Po raz kolejny otwierasz skrzynkę i zasypuje Cię masa ulotek zachęcających do kupna dosłownie wszystkiego. Najczęstszym odruchem jest wyciągniecie ulotki ze swojej „szufladki” i włożenie jej do tylnej kieszeni spodni. Spotykamy się także z ludźmi którzy wyciągają ulotki ze swojej skrzynki i „dzielą” się nimi ze swoimi sąsiadami.
Ulotki często namawiają nas do odwiedzenia sklepu i zrobienia w nim zakupów. Kolorowe strony zachęcają, np. do kupna kilograma bananów w promocyjnej cenie. Natrafia się też na propozycję wymiany okien lub odpłatnego sprzątania domu.

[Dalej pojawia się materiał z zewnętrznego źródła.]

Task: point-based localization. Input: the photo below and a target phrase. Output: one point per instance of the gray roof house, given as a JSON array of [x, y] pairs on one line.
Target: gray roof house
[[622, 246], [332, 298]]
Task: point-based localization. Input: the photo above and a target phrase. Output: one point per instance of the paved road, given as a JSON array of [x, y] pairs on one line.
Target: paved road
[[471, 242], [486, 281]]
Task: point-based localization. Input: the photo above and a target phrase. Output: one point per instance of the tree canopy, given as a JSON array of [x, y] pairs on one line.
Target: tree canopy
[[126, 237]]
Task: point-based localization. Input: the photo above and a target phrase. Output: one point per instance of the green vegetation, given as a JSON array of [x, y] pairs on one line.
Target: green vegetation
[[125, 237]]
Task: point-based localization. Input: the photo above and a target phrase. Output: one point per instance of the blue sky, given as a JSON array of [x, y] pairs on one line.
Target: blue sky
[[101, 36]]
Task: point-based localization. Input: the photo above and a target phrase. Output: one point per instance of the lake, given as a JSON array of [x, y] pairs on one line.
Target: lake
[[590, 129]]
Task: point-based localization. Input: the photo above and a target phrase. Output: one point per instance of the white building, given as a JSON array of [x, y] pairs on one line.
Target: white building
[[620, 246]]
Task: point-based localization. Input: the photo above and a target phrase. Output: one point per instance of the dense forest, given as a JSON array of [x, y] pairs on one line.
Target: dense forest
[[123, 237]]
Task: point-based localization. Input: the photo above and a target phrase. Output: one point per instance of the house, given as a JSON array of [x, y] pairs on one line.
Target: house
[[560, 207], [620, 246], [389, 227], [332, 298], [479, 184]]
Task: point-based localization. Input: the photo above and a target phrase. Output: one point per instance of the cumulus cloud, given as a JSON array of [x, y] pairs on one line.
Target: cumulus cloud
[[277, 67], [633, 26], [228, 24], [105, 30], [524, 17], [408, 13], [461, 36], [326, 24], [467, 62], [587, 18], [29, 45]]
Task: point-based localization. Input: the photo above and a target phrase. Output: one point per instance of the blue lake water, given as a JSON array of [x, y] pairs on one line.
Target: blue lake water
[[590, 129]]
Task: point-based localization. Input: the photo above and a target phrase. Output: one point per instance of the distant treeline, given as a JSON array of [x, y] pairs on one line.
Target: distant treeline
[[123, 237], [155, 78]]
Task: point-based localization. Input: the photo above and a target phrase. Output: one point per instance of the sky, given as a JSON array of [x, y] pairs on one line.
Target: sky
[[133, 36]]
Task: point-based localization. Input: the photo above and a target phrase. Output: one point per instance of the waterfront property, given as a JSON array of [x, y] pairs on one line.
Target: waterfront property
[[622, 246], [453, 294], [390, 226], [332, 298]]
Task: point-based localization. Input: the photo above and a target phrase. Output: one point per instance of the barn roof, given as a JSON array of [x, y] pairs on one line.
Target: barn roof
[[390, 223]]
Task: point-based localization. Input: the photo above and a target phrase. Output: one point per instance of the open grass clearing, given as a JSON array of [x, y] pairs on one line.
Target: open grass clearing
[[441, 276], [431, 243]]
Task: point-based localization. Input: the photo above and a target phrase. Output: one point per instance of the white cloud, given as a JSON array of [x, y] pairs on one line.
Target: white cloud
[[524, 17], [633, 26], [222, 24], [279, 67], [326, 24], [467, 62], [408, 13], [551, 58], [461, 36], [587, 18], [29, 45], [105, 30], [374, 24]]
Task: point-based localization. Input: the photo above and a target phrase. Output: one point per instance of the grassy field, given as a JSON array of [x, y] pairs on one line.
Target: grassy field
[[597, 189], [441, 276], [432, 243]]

Ulotki są najtańszym i najpopularniejszym środkiem reklamującym każdą działalność. Należy również pamiętać że nie trafiają one do naszych skrzynek same. Pomagają im w tym młodzi ludzie, którzy za niewielkie wynagrodzenie od pracodawcy, dostarczają ulotki do naszych skrzynek. Szanujmy więc ich pracę i zabierzmy ulotkę do domu – może przez przypadek zepsuje nam się komputer i nie będziemy mogli przeglądać portalu przy wesołych rytmach Radia Świnoujście – wtedy jedynym ratunkiem będzie kupno komputera właśnie z owej kolorowej gazetki reklamowej.
- Ja bym zaproponował osobne szufladki, do których wkładałoby się ulotki. Każdy kto chciałby je obejrzeć, mógłby sam wziąć. Nie zapychałyby skrzynek chociaż... - tłumaczy nasz rozmówca.